Attorney General Josh Shapiro announced that Pennsylvania led a 19-state coalition to oppose a U.S. Department of Labor’s proposal that could expose millions of American workers to labor law violations and leave them without the ability to sue employers who commit those violations. The comment letter challenges the new rule that would complicate how states enforce labor laws and leave millions of workers vulnerable to labor violations.
In the letter, sent to U.S. Department of Labor (USDOL) Secretary Alexander Acosta, the attorneys general challenge USDOL’s proposed change to joint employer status under the Fair Labor Standards Act (FLSA), an interpretation that governs the liability of an employer who shares with another employer control over the terms and conditions of workers’ employment.
The joint employer rule protects workers whose employment and working conditions are controlled by more than one company. For example, a worker at a fast food chain can currently be considered an employee of both the locally-owned franchise and the national corporation. Or, a person who works at a warehouse through a temp agency can be considered an employee of both the warehouse and the temp agency. USDOL’s new interpretation would make it easier for employers to pass the buck and harder for workers to hold bad actors accountable.
“With this proposed change to Joint Employer Status, the U.S. Department of Labor risks undermining the very purpose of the Fair Labor Standards Act—to protect our workers,” said Attorney General Josh Shapiro. “Our labor laws must be consistent with the changing nature of our economy in order to adequately protect workers, and we must be able to hold employers accountable when they are not treating their workers fairly. I’m proud to stand with my colleague attorneys general on the side of millions of hardworking Americans who could be negatively affected if this rule goes into effect.”
Under USDOL’s proposed rule, joint employment would be determined by whether an employer hires or fires the employee, supervises and controls the employee’s schedule and working conditions, determines the employee’s rate and method of payment, and maintains the employee’s records. This means that an employer could avoid liability because they outsource these decisions, even though they have the final say.
According to the attorneys general, this proposal is inconsistent with the purpose of the FLSA – to protect workers – and ignores more than 30 years of private sector development during which the economy and the workplace have changed.
Further, the attorneys general write that DOL’s proposed rule does not reflect today’s workplace relationships, where businesses increasingly share employees using third-party management companies, independent contractors, staffing agencies, or other labor providers.

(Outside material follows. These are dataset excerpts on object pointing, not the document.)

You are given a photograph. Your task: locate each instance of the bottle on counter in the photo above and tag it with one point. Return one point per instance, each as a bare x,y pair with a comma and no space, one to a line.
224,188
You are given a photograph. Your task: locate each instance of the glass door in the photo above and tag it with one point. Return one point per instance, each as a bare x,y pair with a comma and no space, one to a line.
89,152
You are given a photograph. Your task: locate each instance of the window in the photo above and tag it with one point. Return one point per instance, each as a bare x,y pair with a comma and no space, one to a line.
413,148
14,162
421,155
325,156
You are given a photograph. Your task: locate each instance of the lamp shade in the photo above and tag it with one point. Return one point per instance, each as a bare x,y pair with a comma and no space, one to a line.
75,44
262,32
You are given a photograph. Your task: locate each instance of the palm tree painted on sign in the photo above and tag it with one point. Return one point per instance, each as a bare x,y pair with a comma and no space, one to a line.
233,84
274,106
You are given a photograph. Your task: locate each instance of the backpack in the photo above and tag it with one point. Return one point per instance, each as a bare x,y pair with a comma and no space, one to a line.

By narrowing the scope of the joint employment, the DOL’s change will leave millions of workers vulnerable to unchecked violations of federal and state labor laws.
If the federal standard fails to encompass companies that pay for subcontracted employees while also controlling the terms of employment, the attorneys general contend that gaps in legal compliance will inevitably increase, leaving workers at greater risk of exploitation.
The comment letter was co-led by the attorneys general from Pennsylvania, Massachusetts, and New York, and joined by California, Connecticut, Delaware, Washington D.C., Illinois, Maryland, Minnesota, New Jersey, New Mexico, North Carolina, Oregon, Rhode Island, Vermont, Virginia, Washington, and Wisconsin.